Opinion articles provide independent perspectives on key community issues, separate from our newsroom reporting.

Letters to the Editor

Support a truly endangered species: Our farmers

American farmers never seem to get a fair shake, no matter who is in office.

It’s a crisis. Over-regulation, tariffs, and the inability to export have cut into their salaries. The average farm income has fallen to near 15-year lows and we are already seeing bankruptcies. John Newton, chief economist at the American Farm Bureau says, “The farm economy is in pretty tough shape.”

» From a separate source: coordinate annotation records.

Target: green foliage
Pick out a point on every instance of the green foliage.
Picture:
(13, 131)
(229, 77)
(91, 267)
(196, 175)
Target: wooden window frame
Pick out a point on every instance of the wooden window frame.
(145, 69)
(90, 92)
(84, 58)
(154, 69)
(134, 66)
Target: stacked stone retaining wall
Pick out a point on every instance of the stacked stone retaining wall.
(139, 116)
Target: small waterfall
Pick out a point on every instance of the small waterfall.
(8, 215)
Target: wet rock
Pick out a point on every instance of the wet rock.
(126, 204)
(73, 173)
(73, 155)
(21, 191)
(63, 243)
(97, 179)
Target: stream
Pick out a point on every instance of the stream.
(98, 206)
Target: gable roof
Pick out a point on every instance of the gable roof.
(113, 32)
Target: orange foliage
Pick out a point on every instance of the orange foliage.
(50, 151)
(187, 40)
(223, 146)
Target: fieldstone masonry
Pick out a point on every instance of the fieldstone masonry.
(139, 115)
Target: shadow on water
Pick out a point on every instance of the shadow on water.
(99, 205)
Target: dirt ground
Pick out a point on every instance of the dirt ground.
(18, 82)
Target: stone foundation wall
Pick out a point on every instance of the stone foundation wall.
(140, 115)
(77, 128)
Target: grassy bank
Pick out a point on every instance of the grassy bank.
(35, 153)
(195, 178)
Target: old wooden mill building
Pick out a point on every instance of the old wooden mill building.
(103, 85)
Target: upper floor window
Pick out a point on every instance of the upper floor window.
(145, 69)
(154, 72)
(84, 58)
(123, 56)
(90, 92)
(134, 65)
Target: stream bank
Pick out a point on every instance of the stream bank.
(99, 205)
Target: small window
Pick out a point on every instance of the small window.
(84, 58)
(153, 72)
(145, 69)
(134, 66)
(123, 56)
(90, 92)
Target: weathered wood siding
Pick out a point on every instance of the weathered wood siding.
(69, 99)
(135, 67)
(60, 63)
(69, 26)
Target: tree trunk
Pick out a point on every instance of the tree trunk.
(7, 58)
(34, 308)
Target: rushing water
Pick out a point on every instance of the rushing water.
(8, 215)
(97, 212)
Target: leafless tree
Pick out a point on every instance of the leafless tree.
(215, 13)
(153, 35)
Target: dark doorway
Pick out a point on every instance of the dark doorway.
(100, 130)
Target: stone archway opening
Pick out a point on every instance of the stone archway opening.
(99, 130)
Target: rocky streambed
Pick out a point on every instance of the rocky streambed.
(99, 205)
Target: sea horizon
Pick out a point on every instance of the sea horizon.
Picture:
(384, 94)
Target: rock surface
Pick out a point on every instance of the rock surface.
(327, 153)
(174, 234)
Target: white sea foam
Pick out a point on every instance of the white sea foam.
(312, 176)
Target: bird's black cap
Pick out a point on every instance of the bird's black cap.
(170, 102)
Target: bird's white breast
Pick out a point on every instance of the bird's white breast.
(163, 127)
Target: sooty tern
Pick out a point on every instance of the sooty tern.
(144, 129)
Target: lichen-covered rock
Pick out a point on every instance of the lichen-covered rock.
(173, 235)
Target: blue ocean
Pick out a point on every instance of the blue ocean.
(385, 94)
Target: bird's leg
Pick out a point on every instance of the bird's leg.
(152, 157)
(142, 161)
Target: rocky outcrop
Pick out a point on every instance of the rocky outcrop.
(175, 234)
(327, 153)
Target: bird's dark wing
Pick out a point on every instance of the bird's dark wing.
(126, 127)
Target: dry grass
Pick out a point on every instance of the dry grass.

The American farmer is an endangered species. They top America’s oldest workers at 59.2 years and have the highest rates of suicide of any profession by more than 30 percent. And in Thurston, their property taxes have gone up as high as 150 percent.

Even worse, one of the few places farmers can get help is the Thurston Conservation District, which was originally intended to aid farmers in cost-share programs, etc., but has steadily been drifting away from their core mission in the agricultural sphere to one of plant sales and rain barrel workshops.

The only two Supervisors of the TCD who are farmers are being railroaded off the board, denied their due process, and even though one was elected by the citizens, the State intends to remove them for the sin of holding the TCD accountable and in representing farmers, most of whom have no relationship with the TCD.

Please show your support at their hearing on Wednesday, Feb. 20, at 8:30 am at the Double Tree by Hilton Hotel Olympia.